1.22-1.29x LM inference, 1.10-1.89x MoE training, 14.5x AllToNext Reward shaping: collective wall-clock translates to step-level wins without further normalization. r = -collective_wall_clock_us is the right primary signal.
r and protocol still manually tuned (Limitations) Open problem aligned with DynamICCL — RL-based r/protocol selection is exactly the gap.

Specific design priors:

  1. Exploration prior on (algorithm, protocol):

    • msg < 16 KiB: Tree / All-Pairs-style + LL, nChannels=1, numThreads=128
    • 16 KiB - 1 MiB: Ring or hierarchical + LL128 (RL explores)
    • msg >= 1 MiB: Ring / Hierarchical + Simple, nChannels=4-8, numThreads=512
  2. Exploration prior on (nChannels, numThreads):

    • GC3's parallelize(r) confirms one TB cannot saturate NVLink at large sizes; map r directly to nChannels exploration.
    • At small sizes, extra channels add only setup overhead; cap at 1-2.
  3. Reward shaping:

    • Primary: r = -collective_wall_clock_us
    • Optional secondary: penalize p99 latency to catch tail outliers.
    • GC3's end-to-end results (1.22-1.29x LM inference, 1.10-1.89x MoE) confirm collective-level wins translate to step-level wins linearly.
  4. State features (per GC3's structural insights):

    • Message size (log-binned)
    • Model intensity I = C/D (workload identity feature)
    • Topology fingerprint: NVLink-only / NVLink+PCIe / PCIe+IB / Ethernet — but augmented with per-GPU IB-NIC count and intra-node NVSwitch count (motivated by GC3's AllToNext).
    • Recent-collective timing window (LSTM-encoded)
    • "Loaded GC3-IR variants" identifier vector (which custom IRs are available on this cluster)
  5. Action-space duality (parallelize <-> nChannels; aggregation <-> chunkSize):

    • GC3's parallelize(N) and Aggregation are the same dimensions DynamICCL exposes as nChannels and chunkSize.
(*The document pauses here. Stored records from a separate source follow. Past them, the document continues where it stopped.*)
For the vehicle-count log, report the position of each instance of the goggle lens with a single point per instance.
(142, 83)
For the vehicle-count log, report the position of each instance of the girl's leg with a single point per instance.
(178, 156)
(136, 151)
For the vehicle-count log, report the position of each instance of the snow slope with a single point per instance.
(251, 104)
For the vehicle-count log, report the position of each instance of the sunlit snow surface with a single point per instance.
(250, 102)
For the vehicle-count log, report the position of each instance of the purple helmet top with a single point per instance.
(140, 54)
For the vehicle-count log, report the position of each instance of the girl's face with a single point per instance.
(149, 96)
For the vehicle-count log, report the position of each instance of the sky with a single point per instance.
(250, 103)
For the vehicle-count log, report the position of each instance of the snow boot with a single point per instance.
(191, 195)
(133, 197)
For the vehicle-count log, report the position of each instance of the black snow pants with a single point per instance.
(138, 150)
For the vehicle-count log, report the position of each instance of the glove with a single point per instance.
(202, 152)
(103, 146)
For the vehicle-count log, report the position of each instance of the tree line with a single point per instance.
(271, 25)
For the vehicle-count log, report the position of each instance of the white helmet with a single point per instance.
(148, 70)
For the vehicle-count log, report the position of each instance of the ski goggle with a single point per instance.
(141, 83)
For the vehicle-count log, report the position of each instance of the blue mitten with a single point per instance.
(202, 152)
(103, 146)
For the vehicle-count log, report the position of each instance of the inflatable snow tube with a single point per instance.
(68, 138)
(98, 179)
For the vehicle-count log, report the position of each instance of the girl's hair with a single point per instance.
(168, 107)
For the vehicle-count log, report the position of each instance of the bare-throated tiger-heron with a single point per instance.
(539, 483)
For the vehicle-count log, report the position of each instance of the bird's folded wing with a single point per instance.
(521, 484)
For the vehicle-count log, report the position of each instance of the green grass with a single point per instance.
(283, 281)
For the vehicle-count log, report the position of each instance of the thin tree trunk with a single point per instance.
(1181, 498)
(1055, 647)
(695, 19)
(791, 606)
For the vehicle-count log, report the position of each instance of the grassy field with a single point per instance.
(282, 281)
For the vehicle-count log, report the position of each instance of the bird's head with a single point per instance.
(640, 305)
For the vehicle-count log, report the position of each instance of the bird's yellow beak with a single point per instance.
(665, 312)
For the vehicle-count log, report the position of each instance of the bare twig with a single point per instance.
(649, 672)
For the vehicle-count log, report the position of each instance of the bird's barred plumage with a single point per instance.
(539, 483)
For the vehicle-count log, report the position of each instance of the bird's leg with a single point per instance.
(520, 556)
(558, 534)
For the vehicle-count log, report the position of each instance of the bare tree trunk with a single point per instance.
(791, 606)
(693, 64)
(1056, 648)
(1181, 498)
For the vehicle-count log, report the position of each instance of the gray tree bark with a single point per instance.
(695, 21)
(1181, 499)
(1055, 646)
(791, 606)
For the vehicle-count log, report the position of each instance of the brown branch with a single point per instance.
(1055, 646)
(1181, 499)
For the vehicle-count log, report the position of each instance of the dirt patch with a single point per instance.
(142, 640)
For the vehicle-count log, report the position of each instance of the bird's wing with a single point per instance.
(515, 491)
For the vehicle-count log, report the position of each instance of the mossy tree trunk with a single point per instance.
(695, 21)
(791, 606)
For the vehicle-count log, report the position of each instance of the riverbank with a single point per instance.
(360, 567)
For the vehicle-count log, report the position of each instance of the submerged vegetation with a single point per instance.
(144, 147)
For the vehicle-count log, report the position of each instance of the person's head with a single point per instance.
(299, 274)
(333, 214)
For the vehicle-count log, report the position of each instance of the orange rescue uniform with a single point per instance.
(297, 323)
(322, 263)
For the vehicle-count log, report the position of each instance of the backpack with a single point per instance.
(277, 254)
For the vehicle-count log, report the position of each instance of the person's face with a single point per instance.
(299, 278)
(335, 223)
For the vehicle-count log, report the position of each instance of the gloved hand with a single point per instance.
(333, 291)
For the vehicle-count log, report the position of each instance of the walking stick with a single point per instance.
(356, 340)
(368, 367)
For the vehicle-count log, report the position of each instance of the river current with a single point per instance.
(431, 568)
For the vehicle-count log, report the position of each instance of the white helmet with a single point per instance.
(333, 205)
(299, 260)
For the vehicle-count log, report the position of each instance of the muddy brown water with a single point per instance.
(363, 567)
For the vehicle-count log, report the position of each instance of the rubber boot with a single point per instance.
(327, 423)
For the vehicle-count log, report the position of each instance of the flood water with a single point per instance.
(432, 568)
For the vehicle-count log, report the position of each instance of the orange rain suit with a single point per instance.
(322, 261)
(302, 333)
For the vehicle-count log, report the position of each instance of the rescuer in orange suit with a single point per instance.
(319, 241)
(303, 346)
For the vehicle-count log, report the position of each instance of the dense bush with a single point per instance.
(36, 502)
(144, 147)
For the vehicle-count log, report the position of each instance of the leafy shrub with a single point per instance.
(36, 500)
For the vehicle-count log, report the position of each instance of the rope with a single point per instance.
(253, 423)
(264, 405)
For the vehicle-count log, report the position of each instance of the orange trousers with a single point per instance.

The RL agent should learn coarse chunks for small messages (effectively aggregation) and fine chunks for large messages (effectively pipelining).
  6. Research positioning:

    • GC3 pre-compiles algorithms and selects from a static IR table at runtime. DynamICCL inverts the locus: it learns which pre-compiled IR (and which NCCL config knobs) to invoke per call, online. The SCCL/TACCL -> GC3 -> DynamICCL stack is natural: synthesize, lower+execute, select.
  7. Open-problem alignment:

    • GC3 open problem #2 (automated tuning of r and tile size) and #4 (dynamic size-adaptive code generation) are precisely DynamICCL's contribution at the selection layer. Given a fixed library of GC3-IR variants, DynamICCL learns the (size x topology x load) -> best-IR mapping without requiring JIT compilation.
    • GC3 open problem #5 (synthesis-to-execution coupling) hints at a unified pipeline: SCCL/TACCL synthesize MILP-optimal algorithms, GC3 lowers and runs them, DynamICCL selects per call. DynamICCL's contribution makes this pipeline closed-loop.
  8. Exploration budget:

    • GC3 compilation is offline (15-60 min). DynamICCL must amortize exploration against a fixed, pre-compiled action set — discrete categorical policy over loaded GC3-IR variants, not parametric continuous over an infinite synthesized space.
    • The agent's exploration budget is therefore bounded by the loaded library size; this is much smaller than NCCL-tuner priors initially suggest, making PPO/DQN tractable.